I went through this system myself, and I know I will spend the rest of my life fighting its effects. But one of the useful skills it has given me is an ability to recognise it in others. I can spot another early boarder at 200 metres: you can see and smell the damage dripping from them like sweat. The Conservative cabinets were stuffed with them: even in John Major's "classless" government, 16 of the 20 male members of the 1993 cabinet had been to public school; 12 had boarded. … They recognise each other, fear the unshaped people of the state system and, often without being aware that they are doing it, pass on their privileges to people like themselves.
The system is protected by silence. Because private schools have been so effective in moulding a child's character, an attack on the school becomes an attack on all those who have passed through it. Its most abject victims become its fiercest defenders. How many times have I heard emotionally stunted people proclaim "it never did me any harm".
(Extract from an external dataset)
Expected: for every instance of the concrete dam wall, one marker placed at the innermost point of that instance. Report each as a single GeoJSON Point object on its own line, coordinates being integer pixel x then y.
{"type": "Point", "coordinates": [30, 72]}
I also went to boarding school, and I remember acutely the distress of the first few days and the stress of most of the rest of the period. I certainly agree that boarding prep schools are damaging to children, who need their family around them, the love of their parents and siblings, if they have them, and not to be sleeping in a dorm full of ten other kids. However, this is not the only reason why the "public" boarding school system produces many who fiercely defend it. After all, people do not get into major universities and high-paying jobs only by doing well at these schools; they get there mainly by virtue of staying the course.

What adults who remember school usually remember best is the last few years, and in the last few years the "discipline" and abuse is much less and the privileges much more. They may well be allowed out more, allowed to socialise with adults more, and allowed more personal space, than they were as 11-year-olds, let alone prep-schoolers. More importantly, they may well have become prefects. This usually means being able to inflict petty inconveniences on younger pupils, or just those out of the loop, but in some schools prefects are allowed to issue orders to staff as well. At university, I met the former head boy of the Royal Hospital School in Suffolk, who told me that he had used this privilege once (and had to inform the teacher in question that this was in the rule book). In past generations, prefects were able to issue beatings to younger pupils, and there is still a system of younger pupils acting as servants to senior ones.

So, it's not surprising that somebody who remembers a time when he could lord it over younger pupils thinks it did them no harm, even if the first couple of years was unpleasant.